In Guiainfantil.com we tell you what the happiness diet for children and what foods to introduce in the weekly menus to improve their mood.
- Eggs, for example, are one of the most interesting foods for the brain. They also contain vitamin B12, of great importance for the cells of the nervous system. A deficiency in it, however, can be closely related to irritability and sudden mood swings, something undesirable in a child. It also contains iodine, whose influence on the thyroid gland also has an effect on character, since its deficiency can lead to a state of lethargy and lack of energy. In addition, the egg contains vitamin D naturally, another ingredient for happiness.
- Butter is another desirable food in this diet of happiness for children. It contains fat-soluble vitamins, such as vitamin A, which is related to the production of neurotransmitters such as dopamine, with a tremendous effect on mood, as well as other brain functions, such as memory.
As when the meat comes from organic farming, when the butter is of organic origin, and due to the diet that the cows receive (mostly grass), its content in omega 3 acids is high, as well as that of linoleic acid conjugate. This acid is currently known for a wide range of biological effects, among which its positive effect on fat stands out, reducing blood triglycerides and cholesterol. In addition, it counteracts the stressful effect of cortisol, promoting relaxation, perfect in childhood.
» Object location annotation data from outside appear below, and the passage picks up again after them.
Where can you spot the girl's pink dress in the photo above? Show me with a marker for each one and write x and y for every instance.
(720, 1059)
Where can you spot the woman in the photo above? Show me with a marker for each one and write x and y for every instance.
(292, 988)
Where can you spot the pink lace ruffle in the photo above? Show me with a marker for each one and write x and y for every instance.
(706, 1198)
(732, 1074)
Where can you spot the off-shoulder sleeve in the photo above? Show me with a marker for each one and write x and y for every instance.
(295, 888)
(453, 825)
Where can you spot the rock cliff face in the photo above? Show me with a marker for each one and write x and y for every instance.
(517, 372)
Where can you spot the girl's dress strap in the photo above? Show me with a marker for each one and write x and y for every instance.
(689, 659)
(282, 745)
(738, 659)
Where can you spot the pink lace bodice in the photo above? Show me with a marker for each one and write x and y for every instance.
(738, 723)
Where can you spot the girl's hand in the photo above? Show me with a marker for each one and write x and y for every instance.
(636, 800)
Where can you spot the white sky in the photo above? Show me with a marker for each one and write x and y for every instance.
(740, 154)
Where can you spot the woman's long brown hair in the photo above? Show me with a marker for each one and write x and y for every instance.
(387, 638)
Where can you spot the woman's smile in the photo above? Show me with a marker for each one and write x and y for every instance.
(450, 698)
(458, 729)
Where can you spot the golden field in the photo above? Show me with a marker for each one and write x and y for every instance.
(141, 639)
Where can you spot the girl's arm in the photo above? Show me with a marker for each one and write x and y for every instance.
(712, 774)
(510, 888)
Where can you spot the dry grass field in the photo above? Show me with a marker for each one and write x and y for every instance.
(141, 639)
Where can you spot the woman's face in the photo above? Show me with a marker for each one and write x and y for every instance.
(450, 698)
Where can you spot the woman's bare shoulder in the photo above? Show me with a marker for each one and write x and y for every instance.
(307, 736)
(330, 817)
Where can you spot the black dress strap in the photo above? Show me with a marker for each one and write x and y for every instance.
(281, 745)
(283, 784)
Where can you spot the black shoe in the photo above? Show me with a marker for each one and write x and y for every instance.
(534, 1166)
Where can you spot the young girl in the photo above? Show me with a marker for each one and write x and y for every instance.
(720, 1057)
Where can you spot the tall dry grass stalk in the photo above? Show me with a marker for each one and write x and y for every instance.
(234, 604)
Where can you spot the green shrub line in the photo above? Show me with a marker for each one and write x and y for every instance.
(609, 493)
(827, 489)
- Red meats, despite their bad press, are sources of heme iron, the most easily assimilated form. Iron is involved in supplying oxygen to the brain, ensuring its proper functioning. It also contains vitamin B12 and is one of the foods with the highest amount of zinc, related to memory, so they are, always without exceeding, ideal in childhood.
- Blue fish is an important source of omega 3. Some recent studies show that the higher the consumption of oily fish, the lower the symptoms of depression and mental problems, and the greater the ability to have positive emotions. In addition, if you want to avoid the possible mercury content of large fish such as tuna, you can always choose small fish, such as sardines and anchovies, which also, if consumed with bones, are a very important source of calcium for the growth.
- Among the vegetables, the tomatoes They provide important minerals and vitamins for the production in the body of substances that relax such as dopamine or serotonin. Pro-relaxation phytonutrients can also be found in the skin of small potatoes, so it is advisable to consume them that way.
- And as a culmination, the nuts, a superfood that contains all the necessary micronutrients to become the ideal complement in the happiness diet, vitamins such as E or folic acid, minerals such as iron, manganese or zinc, and omega 3 fatty acids.